The School of Roots–
[117] That is my theme for today: to be “imund,” to be unclean with joy.
[117] Joy is out-of-this-world.
[118] Writing is not put there, it does not happen out there, it does not come from outside. On the contrary, it comes from deep inside. It comes from what Genet calls the “nether realms,” the inferior realms (domaines inferieurs). We’ll try to go there for a time, since this is where the treasure of writing lies, where it is formed, where it has stayed since the beginning of creation: down below.
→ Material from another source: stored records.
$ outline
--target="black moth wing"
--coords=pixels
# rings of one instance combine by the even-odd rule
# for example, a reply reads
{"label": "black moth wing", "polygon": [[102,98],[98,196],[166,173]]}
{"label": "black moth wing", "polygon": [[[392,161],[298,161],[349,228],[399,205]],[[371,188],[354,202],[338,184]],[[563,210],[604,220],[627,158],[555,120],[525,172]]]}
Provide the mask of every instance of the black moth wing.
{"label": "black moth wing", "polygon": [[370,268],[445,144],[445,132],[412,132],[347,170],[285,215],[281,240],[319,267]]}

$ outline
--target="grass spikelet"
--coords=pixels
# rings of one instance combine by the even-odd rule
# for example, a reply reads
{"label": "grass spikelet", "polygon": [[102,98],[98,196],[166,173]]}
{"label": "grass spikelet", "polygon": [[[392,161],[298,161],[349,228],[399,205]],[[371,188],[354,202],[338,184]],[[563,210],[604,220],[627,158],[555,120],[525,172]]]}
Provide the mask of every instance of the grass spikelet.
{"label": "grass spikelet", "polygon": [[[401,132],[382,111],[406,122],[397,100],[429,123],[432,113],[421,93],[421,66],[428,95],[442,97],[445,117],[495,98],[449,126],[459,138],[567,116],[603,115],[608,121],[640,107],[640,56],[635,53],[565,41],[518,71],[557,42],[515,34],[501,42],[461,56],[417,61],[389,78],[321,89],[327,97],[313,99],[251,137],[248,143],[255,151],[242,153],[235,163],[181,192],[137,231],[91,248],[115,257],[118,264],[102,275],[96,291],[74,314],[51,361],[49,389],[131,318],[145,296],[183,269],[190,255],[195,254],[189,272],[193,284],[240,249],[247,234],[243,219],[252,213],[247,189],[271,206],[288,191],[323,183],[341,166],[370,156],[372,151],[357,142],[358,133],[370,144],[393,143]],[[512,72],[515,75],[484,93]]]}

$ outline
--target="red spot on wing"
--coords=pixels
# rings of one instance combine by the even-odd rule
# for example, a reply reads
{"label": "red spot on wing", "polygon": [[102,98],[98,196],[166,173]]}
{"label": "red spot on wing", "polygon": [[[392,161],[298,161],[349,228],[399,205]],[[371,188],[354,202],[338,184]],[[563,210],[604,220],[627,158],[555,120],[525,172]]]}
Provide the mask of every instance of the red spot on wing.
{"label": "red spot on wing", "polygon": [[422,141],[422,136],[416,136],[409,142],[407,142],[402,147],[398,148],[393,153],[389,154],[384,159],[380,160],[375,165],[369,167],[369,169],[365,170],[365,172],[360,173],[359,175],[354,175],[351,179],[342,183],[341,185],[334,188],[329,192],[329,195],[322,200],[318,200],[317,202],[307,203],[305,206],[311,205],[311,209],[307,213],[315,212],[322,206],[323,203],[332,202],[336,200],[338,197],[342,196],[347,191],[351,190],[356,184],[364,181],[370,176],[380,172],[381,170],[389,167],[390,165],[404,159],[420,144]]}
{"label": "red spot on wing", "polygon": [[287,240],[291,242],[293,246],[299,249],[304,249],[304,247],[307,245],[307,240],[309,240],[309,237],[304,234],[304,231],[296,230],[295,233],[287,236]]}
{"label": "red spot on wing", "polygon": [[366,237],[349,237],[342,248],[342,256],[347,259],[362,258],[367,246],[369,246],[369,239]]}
[118] It is deep in my body, further down, behind thought. Thought comes in front of it and it closes the door. This does not mean that it does not thing, but it thinks differently from our thinking and speech. Somewhere in the depths of my heart, which is deeper than I think. Somewhere in my stomach, my womb, and if you have not got a womb–then it is somewhere “else.” You must climb down in order to go in the direction of that place. But as I said yesterday, this sort of descent is much more difficult to achieve, much more tiring, much more physically exacting (physically because the soul is body), than climbing up. It is a climb, but it requires the whole strength of everything that is you–which I don’t want to call “body,” since it is more complex than the body–to go through the various doors, obstacles, walls, and distances we have forged to make a life.
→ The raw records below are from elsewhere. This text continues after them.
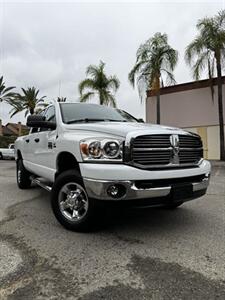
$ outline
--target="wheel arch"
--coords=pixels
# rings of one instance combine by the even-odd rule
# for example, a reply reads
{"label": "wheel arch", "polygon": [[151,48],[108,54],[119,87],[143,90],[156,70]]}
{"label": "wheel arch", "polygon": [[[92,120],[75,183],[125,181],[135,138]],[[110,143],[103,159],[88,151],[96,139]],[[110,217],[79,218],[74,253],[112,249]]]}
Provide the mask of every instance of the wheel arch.
{"label": "wheel arch", "polygon": [[56,158],[56,174],[55,179],[64,171],[75,169],[81,174],[79,163],[76,157],[68,151],[60,152]]}
{"label": "wheel arch", "polygon": [[20,150],[17,150],[16,154],[17,154],[16,160],[23,159],[22,153]]}

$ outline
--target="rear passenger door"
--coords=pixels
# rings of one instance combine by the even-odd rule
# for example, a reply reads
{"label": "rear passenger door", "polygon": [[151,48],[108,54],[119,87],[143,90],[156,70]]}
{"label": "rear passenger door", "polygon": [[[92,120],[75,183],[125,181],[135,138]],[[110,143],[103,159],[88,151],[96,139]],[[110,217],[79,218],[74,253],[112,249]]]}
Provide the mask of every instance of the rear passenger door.
{"label": "rear passenger door", "polygon": [[38,128],[31,128],[28,135],[22,137],[23,139],[23,160],[27,169],[32,167],[33,161],[33,146],[32,141],[34,140],[34,136],[36,135]]}

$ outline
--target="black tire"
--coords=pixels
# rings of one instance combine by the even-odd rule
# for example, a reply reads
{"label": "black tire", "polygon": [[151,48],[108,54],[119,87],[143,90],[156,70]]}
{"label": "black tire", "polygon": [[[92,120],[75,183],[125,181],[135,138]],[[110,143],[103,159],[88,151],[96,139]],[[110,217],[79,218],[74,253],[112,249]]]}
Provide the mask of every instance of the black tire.
{"label": "black tire", "polygon": [[[76,197],[76,200],[78,202],[80,201],[80,203],[82,203],[81,209],[83,209],[83,211],[84,211],[84,214],[80,219],[76,219],[80,216],[78,216],[78,217],[70,216],[70,213],[72,214],[73,210],[76,211],[76,209],[74,208],[74,206],[73,206],[73,208],[67,207],[66,201],[68,201],[67,199],[69,197],[68,196],[69,193],[62,191],[63,188],[65,188],[66,186],[73,186],[73,185],[74,185],[74,187],[76,187],[75,190],[79,189],[79,191],[81,191],[79,196]],[[74,191],[72,191],[72,192],[74,192]],[[63,201],[61,201],[62,197],[64,197]],[[75,201],[75,200],[72,200],[72,201]],[[60,203],[63,203],[63,205],[66,205],[66,208],[63,207],[64,211],[62,211],[63,209],[61,208]],[[86,207],[84,208],[83,203],[87,203],[87,208]],[[85,191],[84,184],[83,184],[83,180],[80,177],[80,175],[78,174],[78,172],[76,172],[75,170],[65,171],[57,177],[57,179],[53,185],[52,191],[51,191],[51,205],[52,205],[52,210],[53,210],[53,213],[54,213],[56,219],[66,229],[69,229],[72,231],[78,231],[78,232],[87,232],[87,231],[90,231],[91,229],[93,229],[93,227],[92,227],[93,216],[94,216],[93,199],[88,198],[86,191]],[[71,204],[71,205],[75,205],[75,204]],[[79,209],[77,209],[77,211],[79,211]],[[68,217],[68,215],[65,216],[65,214],[67,214],[67,213],[68,213],[69,217]]]}
{"label": "black tire", "polygon": [[30,173],[23,165],[23,160],[19,159],[16,162],[16,178],[17,185],[20,189],[28,189],[31,186]]}
{"label": "black tire", "polygon": [[171,203],[171,204],[168,204],[168,205],[164,206],[164,208],[173,210],[173,209],[178,208],[178,207],[181,206],[182,204],[183,204],[182,201],[174,202],[174,203]]}
{"label": "black tire", "polygon": [[3,159],[3,155],[2,155],[2,153],[0,152],[0,159],[2,160]]}

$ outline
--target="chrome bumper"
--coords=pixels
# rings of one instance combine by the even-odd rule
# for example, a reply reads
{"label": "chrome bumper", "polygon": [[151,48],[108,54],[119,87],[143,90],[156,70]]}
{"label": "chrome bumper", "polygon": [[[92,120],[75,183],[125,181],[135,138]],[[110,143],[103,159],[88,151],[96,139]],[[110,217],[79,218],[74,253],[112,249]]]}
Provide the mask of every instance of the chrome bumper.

[119] We don’t know that we can fight against ourselves, against the accumulation of mental, emotional, and biographical cliches. The general trend in writing is a huge concatenation of cliches. It is a fight one must lead against subtle enemies.
[126] Now I am in a world under the world.
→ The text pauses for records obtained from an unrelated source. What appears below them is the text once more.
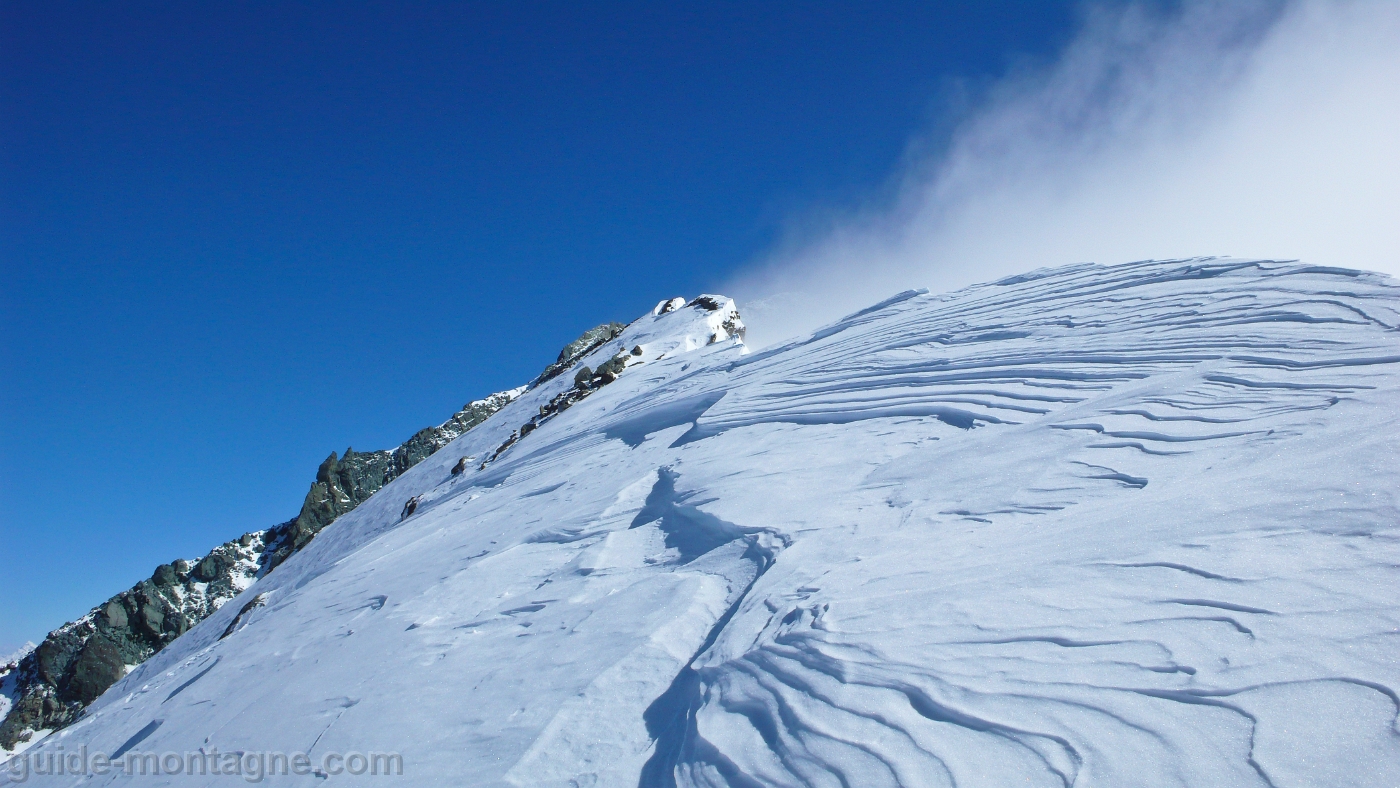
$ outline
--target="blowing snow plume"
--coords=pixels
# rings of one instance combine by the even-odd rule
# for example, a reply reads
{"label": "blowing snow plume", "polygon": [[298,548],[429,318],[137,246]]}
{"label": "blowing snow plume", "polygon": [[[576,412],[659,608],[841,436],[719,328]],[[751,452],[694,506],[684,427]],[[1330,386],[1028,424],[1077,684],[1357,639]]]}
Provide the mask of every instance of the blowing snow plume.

[127] I am on the side of roots, or algae, or marshes, but at the same time I reach the nether realms of my desire [...] I want to descend but I also want to ascend.
[129] As soon as there is writing, it becomes a matter of passage, of all kinds of passages, of delineation, of overflowing.
[129] The primitive civilizations that precede us, our mothers, believed in trance, in transformation, in transition, in transfer: one species passed into another, one realm became another, from the human to the mineral to the vegetal, in a generalized, infinite, magnificent, and unbounded way.
[132] Our body is the place of this questioning. And what about the flower part of our body? I’m planting this question here and I’ll let it grow.
[133] and each time I make the idiotic move of taking a knife to cut water.
[150] The journey is spiritual. It is an extremely difficult exercize, reintegrating the earthly, the earth, and the earth’s composition in one’s body, imagination, thought.
[150] Sometimes she opens the wrong door, makes the wrong maneuvre; sometimes she gets very close to matter, to earth–she’s almost there–then she takes a step too many and breaks through the earth, passes to the other side, and comes back on the side of abstraction and the idealizing thought she constantly criticizes.
[156] For instance, if we are to write in joy and in love with writing, we should try to write the imund book.
[156] The imund book is the book without an author. It is the book written with us aboard, though not with us at the steering wheel. It is the book that makes us experience a kind of dying, that drops the self, the speculating self, the speculating clever “I.”
[156] How can it be written? With the hand running. Following the writing hand like the painter draws: in flashes. The hand leads to flowers. From the heart where passions rise to the finger tips that hear the body thinking: this is where the Book(Alive)-to-Live (le livre vivre) springs from…
[156] We must work. The earth of writing. To the point of becoming the earth. Humble work. Without reward. Except joy.